Mike Tottman

Some small-business owners look at insurance as if it were a tax. It may be necessary, but if they can avoid it or keep it to a minimum, all the better. This view is penny-wise and pound-foolish. Insurance can give you advantages, as well as providing in the case of catastrophe. There are several kinds of insurance to consider for your business.

Four kinds of insurance are essential: fire insurance, liability insurance, automobile insurance, and workmen's compensation insurance. In many businesses, crime insurance may be essential as well. Fire insurance can be embellished with additional protection against explosion, vandalism, malicious mischief, smoke, etc. at a minimal additional cost. A comprehensive all-risk contract may be the best buy for the broadest protection for the money.

Liability insurance is the shield for the business owner against lawsuits by customers who may slip and fall, or injure themselves with your product. A liability coverage of $1 million is not excessive. Remember, you may be legally liable even when you exercise reasonable care - in some cases even if the injury is sustained by a trespasser! Be certain whether or not property of customers that is in your care is covered.

It is a sad but true fact that in the United States, if you are in business long enough - any kind of business - sooner or later somebody will sue you. We have a greatly disproportionate number of lawyers, and a mentality that says "sue businesses for all they're worth" regardless of the stupidity of the "victim." Remember the famous hot coffee spill in the lap?

Errors and Omissions Insurance is your protection against what in the medical field is called malpractice. While liability protects you if you do everything that "a normal prudent person" would do, that may not be enough. E & O; insurance covers you if you fail to do something an "expert" would do. For instance, a prudent person wouldn't stack 50- gallon drums full of acid without some safeguards against falling. An expert should have known that they should be marked in a particular way before shipping. If an injury occurs in the first case, liability insurance is enough. In the second, E & O; would be necessary, because of your "malpractice" in not properly marking the containers. In this case, the claim may not even be an injury, but it could be a fine imposed for the marking failure.

Automobile insurance is of course required by law. Inquire into fleet policies if you have five or more vehicles used for business.

Workers' Compensation. Also a legal requirement, rates range from 0.1 percent of payroll for "safe" occupations to 25 percent or more far hazardous ones. The workers' comp coverage premiums can be reduced if your accident rates are below average, and using safety and loss-prevention measures.

Other coverages you should consider are:

* Business Interruption Insurance: Covers fixed expenses that would continue should you be closed down by fire or other reason. For in- stance, if the City decides to tear up the road in front of your store, so that your customers cannot come in! A more common example is if you injure yourself so that for a short period of time you are unable to operate your business. The bills don't stop when you do!

* Disability Insurance: Covers you if you cannot work on a permanent or long-term basis. While you were a wage slave, your workers' compensation insurance covered you as required by the state. However, self- employed people are generally not covered by workers' comp. You need to insure yourself instead.

* Crime Insurance: Can be valuable if you are burglarized or robbed. It may cover white-collar crime as well, depending on how the policy is written. There are federal crime insurance plans to help in high- crime areas where private crime insurance would be impossible or too expensive to get.

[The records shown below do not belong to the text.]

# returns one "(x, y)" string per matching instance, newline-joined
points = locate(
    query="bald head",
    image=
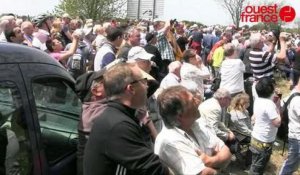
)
(27, 28)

* Glass Insurance: Covers broken windows, signs, etc. For stores with a lot of glass windows, this can more than pay for itself the first time you have to replace one of those large show windows.

* Rent Insurance: If you don't own the building you operate in, rent insurance will make the rent payments if your rented space becomes unusable. Otherwise, your lease generally requires you to continue with payments even though you have no income coming in!

If you are home-based, your homeowners' or renter's insurance will probably cover the physical structure of your home office, but in many cases business equipment in the home is NOT covered by the policy. You will need to get a "rider" to cover that equipment in addition to your basic dwelling policy. It doesn't take long for the value of computers, printers and the like to really add up!

* Group Life Insurance: If you pay group-insurance premiums and cover all employees, your premiums may be deductible, and the benefits may not be taxable income to your employees. If the employees must pay part of the premium, there is usually a participation rule to qualify for group rates, (i.e., 75% must participate).

* Group Health Insurance: Costs much less and provides more generous benefits than individual contracts would. Generous programs tend to reduce labor turnover, and are seen as an important benefit.

* Disability Insurance: You can purchase coverage for injuries your employees sustain off the job as well as on. This replaces the loss of income while they are recovering.

* Retirement Income: You can get an income tax deduction for funds used for retirement insurance plans under the Employees Retirement Income Security Act.

* Key-Man Insurance: Your key employees can be insured with life and disability insurance made payable to your company.

It definitely pays to shop around for your insurance needs. Different companies may have very different rates for the same coverage - in fact different offices of the same company may offer differing rates, as most are independently owned and operated.

While shopping, check about including many of the coverages under one "umbrella policy." If the company is ensuring your home and your car and your business policies, you can often get a combination deal that will save you money over the premiums of all the policies billed separately.

Mike Tottman is an independent Broker based in Long Beach.